本研究の目的は、幅広いエネルギー範囲において空気のW値をより正確に決定し、エネルギー特性を明らかすることである。これにより放射線計測の不確かさを改善し、放射線利用の安全性向上に貢献する。対象のエネルギー領域は、Co-60ガンマ線、Cs-137ガンマ線および高エネルギー電子線とした。

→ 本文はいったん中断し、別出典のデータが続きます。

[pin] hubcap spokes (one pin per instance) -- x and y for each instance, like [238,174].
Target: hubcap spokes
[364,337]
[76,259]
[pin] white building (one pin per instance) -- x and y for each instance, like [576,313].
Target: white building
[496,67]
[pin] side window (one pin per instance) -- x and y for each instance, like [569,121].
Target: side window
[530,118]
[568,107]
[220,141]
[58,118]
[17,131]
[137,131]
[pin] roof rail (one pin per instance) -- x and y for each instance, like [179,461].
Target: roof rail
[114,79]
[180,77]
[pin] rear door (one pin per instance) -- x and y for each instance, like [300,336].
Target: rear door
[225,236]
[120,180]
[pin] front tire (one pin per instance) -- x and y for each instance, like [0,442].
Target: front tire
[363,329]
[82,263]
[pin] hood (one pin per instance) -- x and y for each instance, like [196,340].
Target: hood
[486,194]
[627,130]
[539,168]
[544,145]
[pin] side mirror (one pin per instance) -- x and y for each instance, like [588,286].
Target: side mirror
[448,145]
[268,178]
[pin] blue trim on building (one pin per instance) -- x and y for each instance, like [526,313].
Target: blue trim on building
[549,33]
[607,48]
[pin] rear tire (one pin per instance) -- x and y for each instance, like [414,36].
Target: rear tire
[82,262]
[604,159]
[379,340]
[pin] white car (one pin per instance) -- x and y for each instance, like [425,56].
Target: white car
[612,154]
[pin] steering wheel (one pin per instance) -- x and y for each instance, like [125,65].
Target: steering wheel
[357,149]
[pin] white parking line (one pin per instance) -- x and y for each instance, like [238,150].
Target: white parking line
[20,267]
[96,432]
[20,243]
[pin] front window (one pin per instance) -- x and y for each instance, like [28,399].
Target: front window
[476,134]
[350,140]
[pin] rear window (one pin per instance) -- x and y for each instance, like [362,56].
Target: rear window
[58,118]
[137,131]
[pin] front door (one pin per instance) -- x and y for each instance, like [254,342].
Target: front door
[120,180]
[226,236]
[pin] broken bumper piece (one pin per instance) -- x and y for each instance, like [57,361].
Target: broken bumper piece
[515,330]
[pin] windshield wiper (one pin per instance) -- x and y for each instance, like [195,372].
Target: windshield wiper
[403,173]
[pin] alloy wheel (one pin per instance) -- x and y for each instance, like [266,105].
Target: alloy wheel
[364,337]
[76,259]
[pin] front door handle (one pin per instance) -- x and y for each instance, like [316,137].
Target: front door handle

2020年度は、空気のW値を測定するシステムの開発を行った。システムの評価はこれまでに多くの測定が行われているCo-60ガンマ線で行った。このシステムで測定された空気のW値は33.91 eVであり、不確かさは0.08 eVであった。この測定値は、現在ICRU Report 90で推奨されている空気のW値とよく一致し、さらに推奨値の不確かさよりも正確に決定することができた。2021年度は、2020年度に開発したシステムを用いてCs-137ガンマ線の測定を行ったが、空気のW値をうまく測定することができなかった。この理由として、測定で使用したCs-137線源の線源強度が弱いこと、またCs-137線源から発生するガンマ線のエネルギーがCo-60ガンマ線の半分ほど低いためであると考える。そのため、今後は線源強度が弱く、低エネルギーの線源に対しても測定できるようにシステムの改良を進めていく。2022年度は、高エネルギー電子線に対する測定を行い、現在解析中である。
今後は研究期間中にできなかった高エネルギー光子線での測定を行い、同一システムにおいて測定した一連の空気のW値を報告する予定である。